Riders for Health’s goal is to provide 25 million people in Africa with access to health care by 2015 through the power of motorcycles.

Newly-appointed Partnership Director, Kameko Nichols, will help achieve these goals by forming relationships with ministries of health and non-government organisations to help Riders replicate their successful, life-saving transport management programmes in more African countries.

Kameko Nichols says: "In our office, to do our site visits, we need transport; for a ministry of health to do all of its functions, they need transport; and health workers getting out to the field to do their outreach services need transport. Transport is everywhere in the health system and when it doesn’t work it’s very apparent."
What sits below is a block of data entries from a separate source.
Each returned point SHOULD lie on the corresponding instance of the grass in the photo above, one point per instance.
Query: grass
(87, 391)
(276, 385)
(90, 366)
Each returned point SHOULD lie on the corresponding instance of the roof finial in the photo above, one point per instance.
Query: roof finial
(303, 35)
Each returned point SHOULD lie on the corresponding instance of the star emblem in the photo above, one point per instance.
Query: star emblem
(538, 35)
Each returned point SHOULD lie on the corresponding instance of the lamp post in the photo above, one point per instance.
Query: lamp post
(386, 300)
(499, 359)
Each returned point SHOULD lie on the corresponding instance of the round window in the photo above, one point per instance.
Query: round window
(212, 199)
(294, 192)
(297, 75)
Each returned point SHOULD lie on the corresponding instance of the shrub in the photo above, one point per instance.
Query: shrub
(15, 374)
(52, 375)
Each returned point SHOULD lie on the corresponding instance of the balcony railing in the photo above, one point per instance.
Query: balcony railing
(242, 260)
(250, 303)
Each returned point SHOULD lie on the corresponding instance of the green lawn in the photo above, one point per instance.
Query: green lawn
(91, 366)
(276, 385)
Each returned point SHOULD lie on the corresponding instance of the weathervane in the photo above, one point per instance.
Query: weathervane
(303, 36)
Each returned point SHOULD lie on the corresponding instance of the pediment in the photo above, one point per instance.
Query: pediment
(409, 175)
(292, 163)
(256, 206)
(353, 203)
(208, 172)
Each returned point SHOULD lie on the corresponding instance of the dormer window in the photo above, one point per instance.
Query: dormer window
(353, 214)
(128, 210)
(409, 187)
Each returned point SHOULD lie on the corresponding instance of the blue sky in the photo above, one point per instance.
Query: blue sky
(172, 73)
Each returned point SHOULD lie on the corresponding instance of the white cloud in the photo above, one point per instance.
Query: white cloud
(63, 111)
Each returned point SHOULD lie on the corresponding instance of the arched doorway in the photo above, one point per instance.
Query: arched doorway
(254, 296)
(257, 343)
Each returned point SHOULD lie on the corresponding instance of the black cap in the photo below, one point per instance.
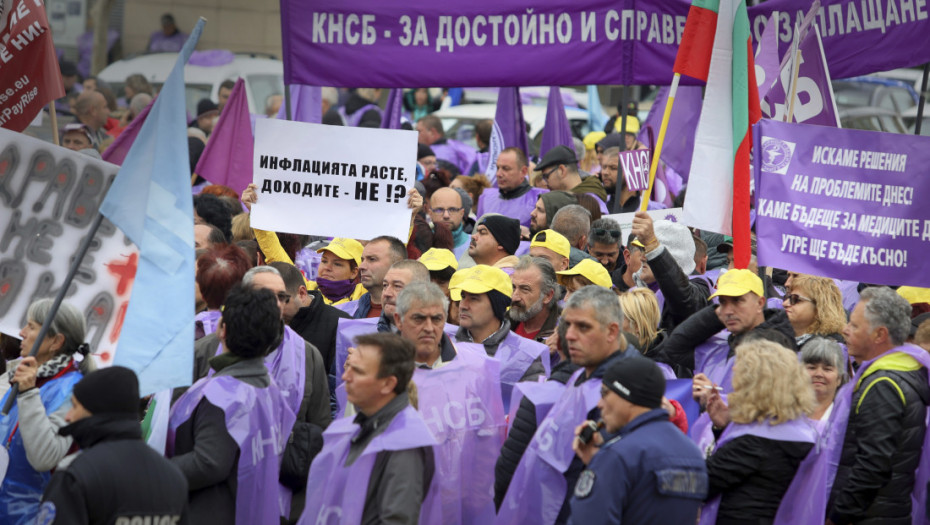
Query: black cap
(557, 156)
(506, 231)
(113, 390)
(638, 380)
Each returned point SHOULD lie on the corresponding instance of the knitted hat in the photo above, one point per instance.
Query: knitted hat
(113, 390)
(637, 380)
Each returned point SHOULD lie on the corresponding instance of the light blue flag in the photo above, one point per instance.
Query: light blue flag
(150, 200)
(597, 117)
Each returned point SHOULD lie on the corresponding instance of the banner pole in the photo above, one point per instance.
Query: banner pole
(922, 100)
(62, 292)
(673, 90)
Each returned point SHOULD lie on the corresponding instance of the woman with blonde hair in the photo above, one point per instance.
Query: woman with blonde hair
(767, 435)
(815, 308)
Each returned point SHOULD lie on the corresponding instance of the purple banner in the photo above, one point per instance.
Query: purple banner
(840, 203)
(357, 43)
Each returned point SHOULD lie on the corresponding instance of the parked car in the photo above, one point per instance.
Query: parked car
(264, 75)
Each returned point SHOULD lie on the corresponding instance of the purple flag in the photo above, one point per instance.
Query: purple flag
(306, 104)
(509, 118)
(558, 132)
(259, 421)
(356, 43)
(846, 204)
(393, 111)
(116, 152)
(767, 60)
(227, 159)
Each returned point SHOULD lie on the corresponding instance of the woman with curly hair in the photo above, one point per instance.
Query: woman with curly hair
(766, 435)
As a lab systems expert in Lesotho, Kameko discovered this problem first hand. Lesotho’s mountainous terrain and a lack of transport made it very difficult to transport blood and sputum samples from remote rural areas to centralised district laboratories to get tested.

Without a specific transport system in place, rural areas in Lesotho would often have to wait up to four weeks to receive the results from tests that were analysed in a district laboratory in 48 hours.
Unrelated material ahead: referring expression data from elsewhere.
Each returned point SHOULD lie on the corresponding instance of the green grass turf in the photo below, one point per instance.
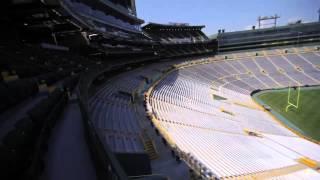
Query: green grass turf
(306, 117)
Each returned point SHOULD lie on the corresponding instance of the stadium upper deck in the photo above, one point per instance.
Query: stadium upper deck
(293, 34)
(233, 137)
(47, 46)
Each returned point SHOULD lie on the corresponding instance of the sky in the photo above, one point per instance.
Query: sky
(231, 15)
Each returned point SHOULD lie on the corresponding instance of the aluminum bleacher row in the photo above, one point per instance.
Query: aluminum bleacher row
(113, 113)
(212, 135)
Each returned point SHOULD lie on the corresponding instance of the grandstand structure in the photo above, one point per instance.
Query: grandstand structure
(179, 39)
(233, 137)
(88, 93)
(292, 34)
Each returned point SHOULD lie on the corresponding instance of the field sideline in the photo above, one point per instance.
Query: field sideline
(306, 117)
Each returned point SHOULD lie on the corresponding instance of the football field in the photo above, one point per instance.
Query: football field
(301, 109)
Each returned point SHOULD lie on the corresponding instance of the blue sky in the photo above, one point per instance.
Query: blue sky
(228, 14)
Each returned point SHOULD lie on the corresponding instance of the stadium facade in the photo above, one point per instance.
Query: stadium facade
(140, 98)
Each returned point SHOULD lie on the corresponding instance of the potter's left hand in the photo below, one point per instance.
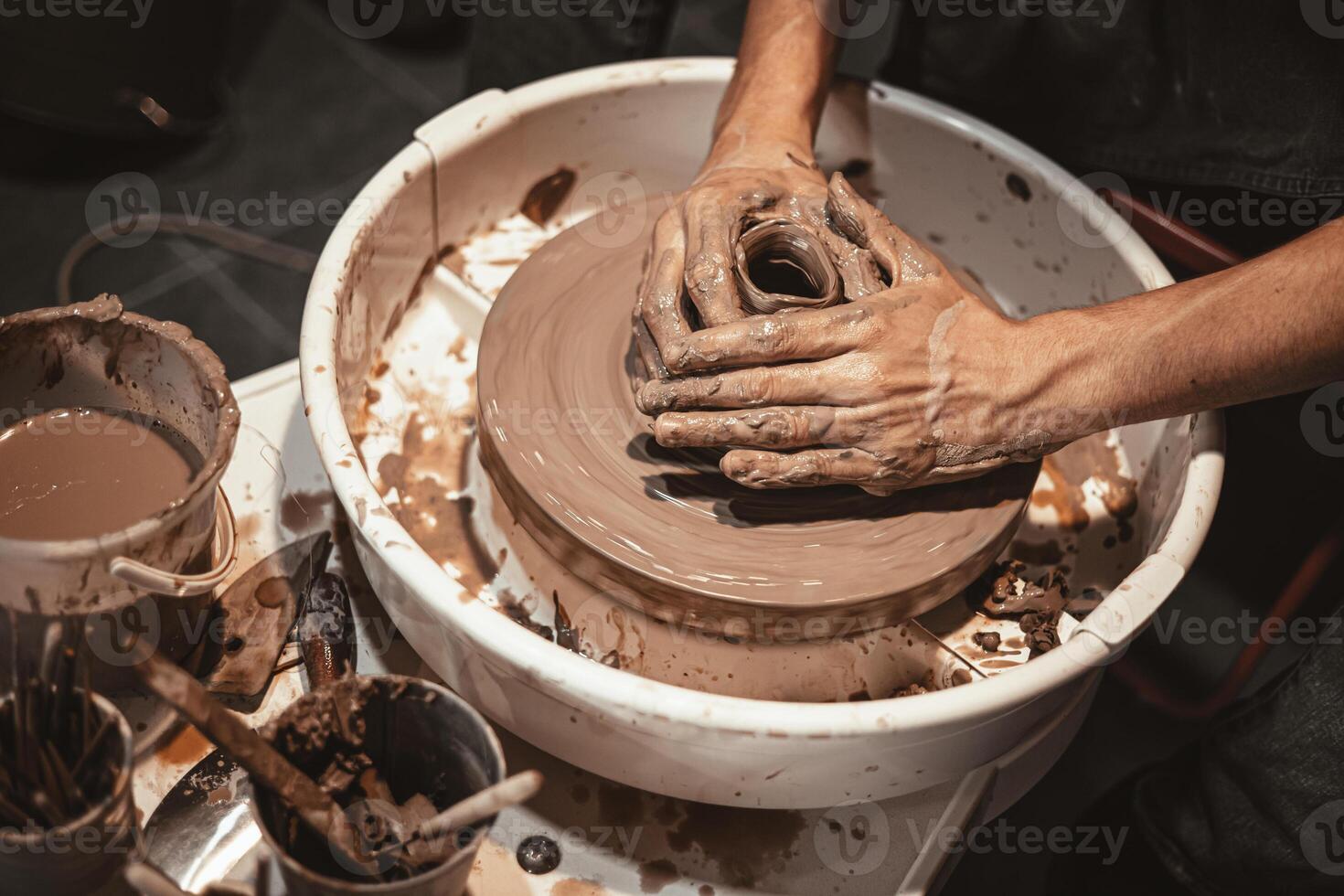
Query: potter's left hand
(917, 384)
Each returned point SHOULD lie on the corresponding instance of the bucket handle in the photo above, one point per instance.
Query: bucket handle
(187, 586)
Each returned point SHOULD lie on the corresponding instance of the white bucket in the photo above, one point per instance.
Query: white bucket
(945, 177)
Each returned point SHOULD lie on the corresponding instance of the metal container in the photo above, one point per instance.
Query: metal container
(422, 739)
(151, 581)
(86, 856)
(989, 203)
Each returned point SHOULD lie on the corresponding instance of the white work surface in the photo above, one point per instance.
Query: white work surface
(614, 838)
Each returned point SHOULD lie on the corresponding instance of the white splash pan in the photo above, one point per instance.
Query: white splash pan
(645, 126)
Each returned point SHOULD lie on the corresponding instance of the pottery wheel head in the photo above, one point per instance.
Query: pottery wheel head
(664, 529)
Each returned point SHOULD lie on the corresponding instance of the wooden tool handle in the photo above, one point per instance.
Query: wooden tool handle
(249, 750)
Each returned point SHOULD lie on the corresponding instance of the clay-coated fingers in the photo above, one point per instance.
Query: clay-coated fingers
(818, 466)
(811, 335)
(771, 427)
(712, 226)
(902, 257)
(660, 292)
(821, 383)
(649, 359)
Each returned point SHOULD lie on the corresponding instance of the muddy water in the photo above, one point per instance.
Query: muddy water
(76, 473)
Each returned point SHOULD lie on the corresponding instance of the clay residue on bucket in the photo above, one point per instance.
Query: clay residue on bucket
(422, 484)
(136, 337)
(340, 739)
(545, 197)
(1072, 468)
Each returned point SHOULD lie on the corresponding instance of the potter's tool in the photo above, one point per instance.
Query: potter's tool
(261, 761)
(664, 529)
(258, 609)
(477, 807)
(211, 806)
(151, 881)
(208, 812)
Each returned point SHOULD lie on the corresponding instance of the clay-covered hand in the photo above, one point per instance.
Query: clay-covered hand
(689, 263)
(910, 386)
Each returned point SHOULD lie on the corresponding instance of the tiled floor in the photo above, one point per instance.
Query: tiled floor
(312, 116)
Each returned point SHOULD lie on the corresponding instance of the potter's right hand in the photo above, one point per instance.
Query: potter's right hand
(695, 240)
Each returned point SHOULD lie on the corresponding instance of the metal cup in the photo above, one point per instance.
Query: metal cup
(83, 858)
(423, 739)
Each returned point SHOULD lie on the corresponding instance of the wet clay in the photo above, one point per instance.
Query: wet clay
(76, 473)
(664, 529)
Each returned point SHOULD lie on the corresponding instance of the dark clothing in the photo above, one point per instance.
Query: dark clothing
(1221, 93)
(1257, 806)
(1232, 93)
(1198, 96)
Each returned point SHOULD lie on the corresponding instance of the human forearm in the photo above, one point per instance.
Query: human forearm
(780, 85)
(1269, 326)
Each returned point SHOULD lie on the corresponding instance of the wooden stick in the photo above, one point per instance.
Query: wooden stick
(251, 750)
(511, 792)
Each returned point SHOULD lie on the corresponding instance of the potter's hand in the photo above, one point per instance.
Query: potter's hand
(694, 243)
(906, 387)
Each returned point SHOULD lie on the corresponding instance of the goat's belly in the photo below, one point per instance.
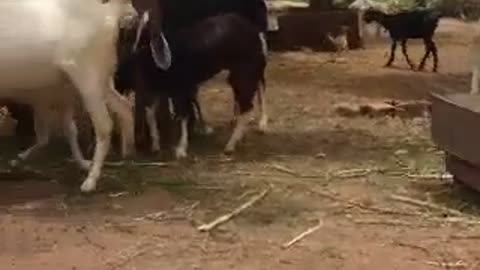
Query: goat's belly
(29, 37)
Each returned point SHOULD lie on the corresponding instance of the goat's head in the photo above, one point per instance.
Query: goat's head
(152, 18)
(372, 15)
Delays in laboratory results not only put the patient at risk but also increase the risk of a disease spreading.
Riders for Health was already operating in Lesotho mobilising health care workers and we worked to develop a transportation solution.
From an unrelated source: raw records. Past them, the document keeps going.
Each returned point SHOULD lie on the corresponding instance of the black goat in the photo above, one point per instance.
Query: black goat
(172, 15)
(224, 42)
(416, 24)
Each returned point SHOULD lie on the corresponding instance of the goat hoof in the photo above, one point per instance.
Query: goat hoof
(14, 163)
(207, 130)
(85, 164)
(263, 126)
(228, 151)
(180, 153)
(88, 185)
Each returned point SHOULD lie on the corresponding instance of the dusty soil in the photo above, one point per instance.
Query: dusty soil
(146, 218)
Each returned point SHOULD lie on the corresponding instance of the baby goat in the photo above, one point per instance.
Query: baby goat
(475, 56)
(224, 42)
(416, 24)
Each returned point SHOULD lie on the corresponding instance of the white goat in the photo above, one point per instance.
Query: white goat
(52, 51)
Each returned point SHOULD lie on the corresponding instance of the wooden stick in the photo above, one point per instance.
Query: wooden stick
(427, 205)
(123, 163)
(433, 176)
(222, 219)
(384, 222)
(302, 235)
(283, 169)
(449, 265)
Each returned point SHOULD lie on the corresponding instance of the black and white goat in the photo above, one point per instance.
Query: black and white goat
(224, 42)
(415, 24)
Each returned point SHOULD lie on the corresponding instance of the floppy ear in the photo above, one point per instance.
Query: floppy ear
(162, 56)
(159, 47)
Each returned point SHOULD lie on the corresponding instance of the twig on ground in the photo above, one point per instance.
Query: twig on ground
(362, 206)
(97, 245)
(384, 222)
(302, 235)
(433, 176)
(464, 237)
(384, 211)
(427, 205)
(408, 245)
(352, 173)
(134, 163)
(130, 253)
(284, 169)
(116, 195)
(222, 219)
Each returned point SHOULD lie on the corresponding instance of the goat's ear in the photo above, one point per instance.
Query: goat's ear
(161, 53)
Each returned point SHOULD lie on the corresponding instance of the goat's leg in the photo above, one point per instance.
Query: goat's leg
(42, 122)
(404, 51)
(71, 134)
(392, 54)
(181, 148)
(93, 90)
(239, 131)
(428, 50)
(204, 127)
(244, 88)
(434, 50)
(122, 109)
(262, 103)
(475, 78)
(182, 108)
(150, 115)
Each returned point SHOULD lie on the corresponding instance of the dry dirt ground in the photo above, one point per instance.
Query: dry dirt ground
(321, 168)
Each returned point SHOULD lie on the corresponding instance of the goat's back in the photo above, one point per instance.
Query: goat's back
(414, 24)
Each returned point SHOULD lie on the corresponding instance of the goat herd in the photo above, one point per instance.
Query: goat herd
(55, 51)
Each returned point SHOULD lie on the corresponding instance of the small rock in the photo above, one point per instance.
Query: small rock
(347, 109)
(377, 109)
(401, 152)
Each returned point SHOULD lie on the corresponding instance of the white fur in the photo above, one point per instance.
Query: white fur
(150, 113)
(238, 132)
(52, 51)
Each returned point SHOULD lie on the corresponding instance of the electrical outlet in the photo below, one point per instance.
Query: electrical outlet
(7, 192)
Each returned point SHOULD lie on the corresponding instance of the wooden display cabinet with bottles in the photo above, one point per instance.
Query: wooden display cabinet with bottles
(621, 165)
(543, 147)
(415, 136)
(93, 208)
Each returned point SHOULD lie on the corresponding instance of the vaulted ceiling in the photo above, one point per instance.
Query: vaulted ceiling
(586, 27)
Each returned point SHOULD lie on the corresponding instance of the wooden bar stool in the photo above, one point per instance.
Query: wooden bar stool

The Professional Sample Courier (PSC) program was launched in 2008 and 26 Riders sample couriers are now working across ten different districts in Lesotho.

The couriers collect and deliver samples using special backpacks developed by Riders, which manage temperature and vibrations. Riders trains the couriers in safe and controlled motorcycle riding, as well as daily preventative maintenance so the vehicles never break down. As a result, quick yet accurate diagnoses can be made, allowing for timely care and treatment.

Kameko Nichols says: "I really hope that Riders for Health as an organisation becomes very well known throughout Africa. The work that Riders is doing is so important: reliable transport is critical to the health system and I think that too few people know about Riders for Health in Africa."

Kameko is currently working with our team in Zambia to expand our programme into the Southern Province.